To apply for this position please visit:- then click on the wingwalker search icon and follow the on screen instructions.

We will be running a very special interview in next weeks issue with lots more information about this amazing opportunity.

Historic railway cutting restored to former glory

Pictured (from right to left): Louise Ellman MP; Councillor Mark Dowd, Chair of Merseytravel; Neville Chamberlain, Chair of  the Northern Way; and Simon Whitehorn of Network Rail.

THE world’s first railway cutting has been restored to use after more than 20 years.

The £7.6million Olive Mount Chord, a quarter mile stretch of rail track linking the Port of Liverpool to the West Coast Main Line, has been officially opened at an event in the city.

Merseyside MP and Chair of the government’s Transport Select Committee Louise Ellman and Neville Chamberlain, Chair of the Northern Way joined a host of organisations who have worked to deliver the project.

Louise Ellman said:- “This is a very important scheme and will improve the movement of freight and support the regeneration of this region.”

Neville Chamberlain added:- “Our ports are major assets and important drivers of the North’s economy. It is important for their future growth that they have excellent connectivity. The restoration of Olive Mount Chord helps deliver that for the Port of Liverpool.”

The multi-agency project has rejuvenated the disused stretch of railway line, linking the Docks’ Bootle branch line, used for rail freight trains, with the Chat Moss line to Manchester and West Coast main Line to London.

The project was a key element of Merseyside’s £230 million Local Transport Plan (2006 to 2011). A unique funding package that was put together by the Merseyside Transport Partnership (MTP) meant that the programme could be accelerated and delivered much more quickly than schemes of a similar size and significance.

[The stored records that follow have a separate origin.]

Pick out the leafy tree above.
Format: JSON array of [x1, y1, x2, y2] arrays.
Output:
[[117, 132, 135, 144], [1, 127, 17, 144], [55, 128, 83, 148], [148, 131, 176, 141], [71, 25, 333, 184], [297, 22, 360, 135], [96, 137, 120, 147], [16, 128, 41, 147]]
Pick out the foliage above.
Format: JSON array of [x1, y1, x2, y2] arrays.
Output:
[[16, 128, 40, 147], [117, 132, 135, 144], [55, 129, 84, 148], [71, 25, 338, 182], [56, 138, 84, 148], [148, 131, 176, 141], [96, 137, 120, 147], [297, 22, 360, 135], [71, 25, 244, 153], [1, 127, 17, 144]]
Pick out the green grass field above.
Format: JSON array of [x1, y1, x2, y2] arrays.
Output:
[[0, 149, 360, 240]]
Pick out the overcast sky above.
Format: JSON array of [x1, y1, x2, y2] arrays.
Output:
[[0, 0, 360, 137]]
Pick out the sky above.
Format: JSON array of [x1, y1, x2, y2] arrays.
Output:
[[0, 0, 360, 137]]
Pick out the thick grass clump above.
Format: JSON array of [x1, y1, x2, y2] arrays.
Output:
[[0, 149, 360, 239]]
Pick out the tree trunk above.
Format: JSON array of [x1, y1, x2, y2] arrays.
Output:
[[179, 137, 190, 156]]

The funding package brought together MTP (Merseytravel and the five Merseyside local authorities), Network Rail, Department for Transport, Northwest Regional Development Agency and the European Regional Development Fund.

Councillor Mark Dowd, Chair of Merseytravel, and a former train driver himself, said:- “This is project that is vital to Merseyside in economic terms, speeding up lines from the West Coast Main Line to Seaforth Docks and, we hope, encouraging a greater shift of freight from road to rail.”

Neil Scales, Chair of the Merseyside Transport Partnership, said:- “This rail freight link is a key priority for us and our partners. It will create a fast route into the Port, allowing it to expand and create more employment and it will ease both congestion and pollution through the ability to transfer increased amounts of container cargo from the region’s roads.”

Simon Whitehorn of Network Rail added:- “Olive Mount Chord is a great example of how, by working with our partners in a spirit of cooperation, we can deliver major rail projects early and to budget.”

Cllr Peter Millea, executive member, Liverpool City council, said:- "This is a very important scheme for the city region and it is very appropriate that Olive Mount Chord, which will transfer freight from road to rail, was completed ahead of Liverpool's Year of the Environment."

The project removes the need for freight trains to reverse at Edge Hill, slashing rail times by cutting the need to cross lines into and out of Lime Street at Edge Hill.

About Olive Mount Chord

Olive Mount Chord first opened for traffic on the 11 July 1883.

Part of the London and North Western Railway Company, the chord was one element of the huge expansion of rail in the Edge Hill area, developed to handle the vastly increasing levels of North American freight going through Liverpool Docks.

The line handled huge amounts of freight traffic right up until the late 1960s, playing a particularly important role in both World Wars.

Olive Mount Chord was a casualty of declining freight traffic being carried by rail and was finally closed on 28 February 1987.

Twenty-two years later the line is back in use following a major investment programme.

The new line uses the same structures and earthworks as 1883, but now includes a single track and modern signalling systems capable of dealing with high volumes of freight traffic.